Im Rahmen der Lehramtsausbildung ist ein Masterabschluss zwingend erforderlich. Damit verbunden besteht eine hohe Übergangswahrscheinlichkeit von Bachelor- in Masterstudiengänge in Lehramtsstudiengängen (Lörz et al. 2019, 78f.). Dies ist insofern interessant, da gerade das Lehramt nur sehr begrenzt den sich verändernden Lebenswelten von jungen Erwachsenen gerecht werden kann und im besten Fall nur eine sehr frühzeitige und über den Zeitverlauf stabile Studienorientierung und -entscheidung eine angemessene Studierbarkeit sicherstellen kann (Individualisierung, Singularitäten bzw. Lebensverläufe sind dabei nur begrenzt abbildbar). Vor diesem Hintergrund wären die Wege in Lehramtsstudiengänge und die Anlage von Lehramtsstudiengängen weiter zu betrachten.

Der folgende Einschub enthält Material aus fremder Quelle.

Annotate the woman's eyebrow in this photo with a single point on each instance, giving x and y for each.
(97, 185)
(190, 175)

Die beiden anderen Masterprogramme bieten Studienperspektiven, die sich im Rahmen des Bachelor Wirtschaftswissenschaften entwickeln können und hier auch Perspektiven und Wege in die Studiengänge aufzeigen sollen. Gerade hier ist es durchaus anspruchsvoll, die Wirtschaftspädagogik mit den Differenzierungen für das Lehramt einer Gruppe von Studierenden näherzubringen, die häufig durch den kaufmännischen Tätigkeitsbereich (im Rahmen von vorheriger Ausbildung und / oder Berufserfahrung) und / oder den Fachwissenschaften des vorherigen Studiums den Zugang zum Wirtschaftspädagogikstudium gefunden haben. Die Gefahr besteht nun darin, dass die Wirtschaftspädagogik häufig eine eher unbekannte Studienperspektive für diese Gruppe ist und daher systematisch die Auseinandersetzung mit den Themen und Fragen zu suchen ist. Gerade für diesen Weg kommt es also auf die Anlage der Studiengänge und auf die Möglichkeit, wirtschaftspädagogische Themengebiete zu integrieren, an. Beispielsweise ist es für den Standort Paderborn eine Herausforderung, dass wirtschaftspädagogische Module im Rahmen der wirtschaftswissenschaftlichen Bachelorstudiengänge nicht im ersten Studienjahr – der sogenannten Assessmentphase – angesiedelt sind, sondern erst in der Profilierungsphase (3.-6. Semester) gewählt werden können.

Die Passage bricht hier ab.